138:02:59 Collins: Roger. Disregard. [Long pause.]
This is Apollo Control. Ten minutes ago we logged what we expect to be our last contact with Eagle in lunar orbit. That coming at 137 hours, 55 minutes Elapsed Time. At that time the battery power fell below the level where the secondary guidance system could hold the attitude of the vehicle within the steerable antenna limits. We do not expect to establish contact with Eagle again. We'll continue to stand by here live. There may be a little bit more conversation before the crew turns in for the night.

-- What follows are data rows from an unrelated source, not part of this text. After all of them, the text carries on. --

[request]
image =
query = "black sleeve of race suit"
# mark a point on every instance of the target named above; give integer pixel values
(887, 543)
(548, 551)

138:03:39 Collins: Houston, Apollo 11.
138:03:41 Garriott: Go ahead, 11.
138:03:56 Collins: It's on the way now.
Comm break.
Download MP3 audio file. PAO loop. Clip courtesy John Stoll, ACR Senior Technician at NASA Johnson.
138:06:20 Garriott: Apollo 11, Houston. We'd like for you to go ahead and put your S-band antenna Omni to Omni and Omni B. Over.
Comm break.
138:07:51 Garriott: Apollo 11, Houston. How do you read me through Honeysuckle now? Over. [Pause.]

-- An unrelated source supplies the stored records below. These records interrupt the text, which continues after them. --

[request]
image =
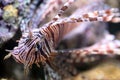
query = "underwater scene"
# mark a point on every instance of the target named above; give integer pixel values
(60, 39)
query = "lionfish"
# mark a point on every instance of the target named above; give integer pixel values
(39, 45)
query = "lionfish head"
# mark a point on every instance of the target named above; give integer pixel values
(30, 49)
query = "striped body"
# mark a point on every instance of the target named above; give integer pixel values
(38, 45)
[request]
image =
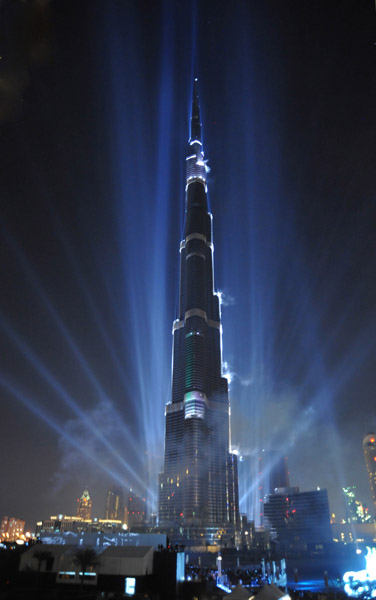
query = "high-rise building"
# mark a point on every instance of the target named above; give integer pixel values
(356, 512)
(135, 510)
(11, 529)
(272, 473)
(298, 520)
(114, 504)
(198, 487)
(369, 449)
(259, 475)
(84, 505)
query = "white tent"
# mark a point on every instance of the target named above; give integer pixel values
(270, 592)
(239, 593)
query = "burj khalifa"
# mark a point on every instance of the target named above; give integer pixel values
(198, 488)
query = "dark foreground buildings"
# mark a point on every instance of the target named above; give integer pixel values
(298, 520)
(198, 489)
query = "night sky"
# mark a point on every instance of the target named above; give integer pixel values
(94, 108)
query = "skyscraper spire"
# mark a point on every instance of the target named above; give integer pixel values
(195, 116)
(198, 487)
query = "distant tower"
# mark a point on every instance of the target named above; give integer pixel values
(84, 505)
(135, 510)
(114, 504)
(355, 511)
(198, 487)
(11, 529)
(369, 449)
(272, 474)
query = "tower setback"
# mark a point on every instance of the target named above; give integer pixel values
(198, 487)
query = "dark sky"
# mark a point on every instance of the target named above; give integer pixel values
(94, 106)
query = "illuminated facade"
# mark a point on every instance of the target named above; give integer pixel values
(369, 449)
(114, 503)
(198, 487)
(84, 505)
(135, 511)
(11, 529)
(355, 511)
(297, 519)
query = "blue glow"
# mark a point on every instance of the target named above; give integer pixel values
(359, 583)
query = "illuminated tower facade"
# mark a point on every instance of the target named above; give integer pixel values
(198, 487)
(114, 504)
(84, 505)
(369, 449)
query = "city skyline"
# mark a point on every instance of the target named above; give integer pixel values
(92, 151)
(199, 484)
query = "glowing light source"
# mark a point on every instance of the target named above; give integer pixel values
(359, 583)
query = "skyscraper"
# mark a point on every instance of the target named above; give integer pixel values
(369, 449)
(84, 505)
(298, 519)
(198, 487)
(114, 504)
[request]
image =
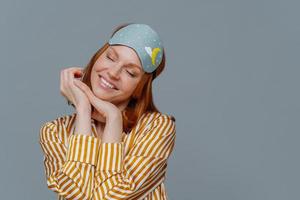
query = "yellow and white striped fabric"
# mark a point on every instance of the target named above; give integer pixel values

138:08:02 Collins: You're loud and clear, Owen.
138:08:03 Garriott: Very good. Reading you better now. And did you copy we'd appreciate going S-band Omni and Omni B at this time? Over.
138:08:14 Collins: That's the configuration we're in.
138:08:17 Garriott: Okay. Thank you.
138:08:24 Collins: I'll tell you. Purple people keep funny hours.
Very long comm break.
This is Apollo Control at 138 hours, 11 minutes. We do not intend to contact the crew during this rest period again. We'll take this line down now and come back up if there is further conversation. This is Mission Control, Houston.
Four more photographs are taken on magazine O of the receding Moon. Distance and time have been calculated based on image size measurements and triangulation. In these images, we are seeing more of the lunar near side and less of the far side.
AS11-38-5680 - Moon at about 19,400 km or 10,450 nautical miles. Photograph taken at approximately 139:05:00. North is lower left. The near-side maria, (Crisium, Fecunditatis, Nectaris, Tranquillitatis and Serenitatis) are visible towards the terminator. 80-mm lens. Image credit: Image Science and Analysis Laboratory, NASA-Johnson Space Center.
AS11-38-5681 - Moon at about 19,400 km or 10,450 nautical miles. Photograph taken at approximately 139:05:00. North is lower left. The near-side maria, (Crisium, Fecunditatis, Nectaris, Tranquillitatis and Serenitatis) are visible towards the terminator. 80-mm lens. Image credit: Image Science and Analysis Laboratory, NASA-Johnson Space Center.
AS11-38-5682 - Moon at about 19,400 km or 10,450 nautical miles. Photograph taken at approximately 139:05:00. North is lower left. The near-side maria, (Crisium, Fecunditatis, Nectaris, Tranquillitatis and Serenitatis) are visible towards the terminator. 80-mm lens. Image credit: Image Science and Analysis Laboratory, NASA-Johnson Space Center.
AS11-38-5683 - Moon at about 19,400 km or 10,450 nautical miles. Photograph taken at approximately 139:05:00. North is lower left. The near-side maria, (Crisium, Fecunditatis, Nectaris, Tranquillitatis and Serenitatis) are visible towards the terminator. 80-mm lens. Image credit: Image Science and Analysis Laboratory, NASA-Johnson Space Center.
Now safely coasting towards Earth, the exhausted crew of Apollo 11 can finally sleep soundly and will remain out of radio contact for almost 10 hours. Mission Control continues to monitor the spacecraft systems, of course, and the astronauts can be woken up if the situation requires it.